Do-It-Yourself (DIY) is a phenomenon that’s catching people’s fancy across various domains in life. There is a good vibe that people initially get by doing things on their own. It’s like having a feeling of being in total control.
And the investing space hasn’t remained untouched by this DIY bug. Though it’s not new in investing, it has gained popularity in recent times.
DIY investing is when individual investors manage their investments and portfolios without external (professional) advice or guidance.
I am a fee-only SEBI-registered Investment Advisor (RIA) and work with fee-paying clients who require investment / portfolio advice. That is to say that they aren’t DIYs. So if all investors become DIY, then I and other advisors will have problems!
Managing investments not difficult
To be honest, managing investments (or personal finances) isn’t very tough. It isn’t rocket science. Sticking to a few basic time-tested rules, understanding one’s unique situational requirements, being disciplined and having emotional control are the traits required. And everyone can do it. But for one reason or the other, most people end up messing their finances.
Think of it like health. Most people know what they need to do to remain fit and healthy. But they still mess things up health-wise. Isn’t it? The same is the case with investments.
Anyone can be a DIY investor. But not everyone will succeed.
These days, many people, armed with tons of easily available information are trying to manage their investments on their own. Lord Google helps them! On the other hand, many turn DIY investors because they are fed up with being at the receiving end of mis-selling by the financial industry.
The learning curve can be steep for DIY investors. But many of them do well. They are suited to taking things in their hands. But many people aren’t. In investments, just having knowledge about investment products is not enough. It can never be. When things get out of hand (as they always will every now and then – like in times of a crisis and extreme volatility), having experience and perspective helps. And that is something that cannot be learned just by reading things.

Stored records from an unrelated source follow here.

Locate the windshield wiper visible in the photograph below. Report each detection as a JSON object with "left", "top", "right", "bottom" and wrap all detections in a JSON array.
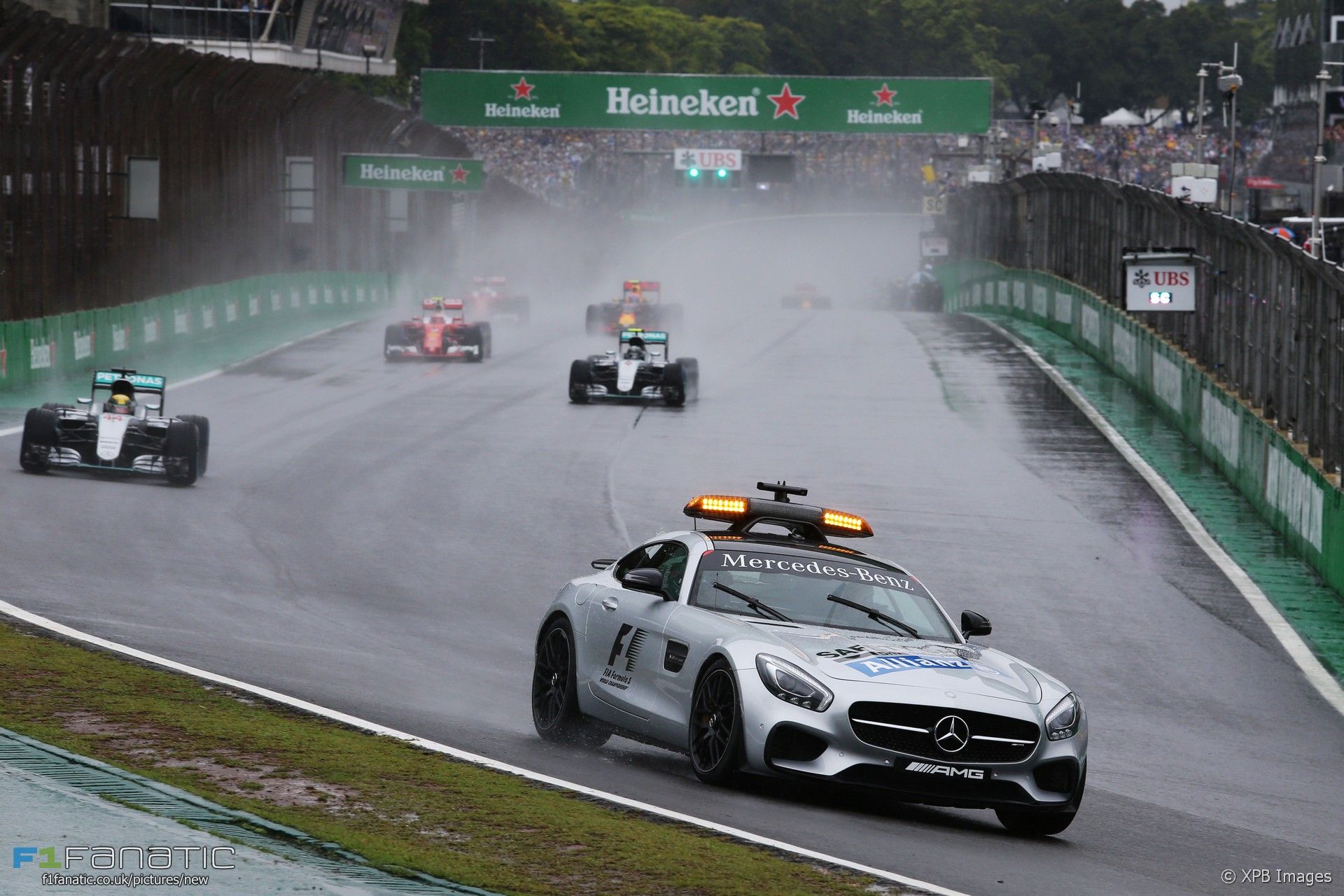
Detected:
[
  {"left": 827, "top": 594, "right": 919, "bottom": 638},
  {"left": 714, "top": 582, "right": 793, "bottom": 622}
]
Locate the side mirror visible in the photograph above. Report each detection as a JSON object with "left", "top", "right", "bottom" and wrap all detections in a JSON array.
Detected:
[
  {"left": 961, "top": 610, "right": 993, "bottom": 638},
  {"left": 621, "top": 567, "right": 666, "bottom": 598}
]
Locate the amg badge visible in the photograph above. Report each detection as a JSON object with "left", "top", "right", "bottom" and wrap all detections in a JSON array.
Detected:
[{"left": 906, "top": 762, "right": 985, "bottom": 780}]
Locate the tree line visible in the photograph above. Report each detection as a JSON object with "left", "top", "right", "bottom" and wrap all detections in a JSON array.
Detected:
[{"left": 398, "top": 0, "right": 1274, "bottom": 121}]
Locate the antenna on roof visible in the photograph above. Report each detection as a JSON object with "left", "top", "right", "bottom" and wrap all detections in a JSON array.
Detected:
[{"left": 757, "top": 479, "right": 808, "bottom": 504}]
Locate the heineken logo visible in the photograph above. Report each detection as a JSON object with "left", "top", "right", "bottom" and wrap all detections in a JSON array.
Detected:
[
  {"left": 359, "top": 162, "right": 449, "bottom": 184},
  {"left": 606, "top": 88, "right": 757, "bottom": 118},
  {"left": 424, "top": 70, "right": 993, "bottom": 134},
  {"left": 344, "top": 155, "right": 485, "bottom": 190}
]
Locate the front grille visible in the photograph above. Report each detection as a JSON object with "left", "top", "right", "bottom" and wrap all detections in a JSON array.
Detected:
[{"left": 849, "top": 703, "right": 1040, "bottom": 763}]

Let me give you an example of a recent client of mine.
He was a self-confessed DIY investor till very recently. His learning came from online forums, colleagues, books, etc. But over a period of a few years, he kept investing in various products that seemed good. As a result, he had a bloated portfolio with too many products. I am sure these products would have got entry into his portfolio after some deep thought. But after a while, the portfolio became too large and for lack of better words, messy and directionless. Every now and then, he would get a high as his some investments did better than the market.
But in March this year, when markets tanked, he was unable to fathom as to what to do. In a way (and he acknowledged this), his learnings were good enough but did not provide him with the gut to manage things when the ground beneath him shook viciously.
It was then that he felt he needed external intervention. He reached out to me and we built a goal-based financial plan for him.
Taking a holistic approach and investing for goals was also a new revelation for him when it became clear that just beating markets occasionally isn’t enough if he wasn’t investing enough for his goals. If you wish to fund your goals properly, in time and within your chosen timelines, sufficient investments are necessary. He wasn’t investing enough.
Please understand that I am not against DIY investing. I am just saying that many people really do need some professional advice because, at times, they overestimate their abilities of managing investments. This isn’t a problem in good times. But when things turn ugly, they are in trouble.
It may seem that this is in my interest to say all this as I am an investment advisor myself. But this is a fact.
Sadly, most people are after free financial advice, which they end up using as the driving force for their DIY investing. And that can be risky.
I know many of you are doing great in your DIY endeavours. But many others aren’t and things are messy. So acknowledge this. And make timely course correction.
There is a reason why even big HNI investors take financial advice. Isn't it?
And investment advice is not just for the rich.
DIY investing is simple. But not necessarily as easy as it seems. So be true to yourself and figure out which approach is beneficial for you: DIY or taking professional advice.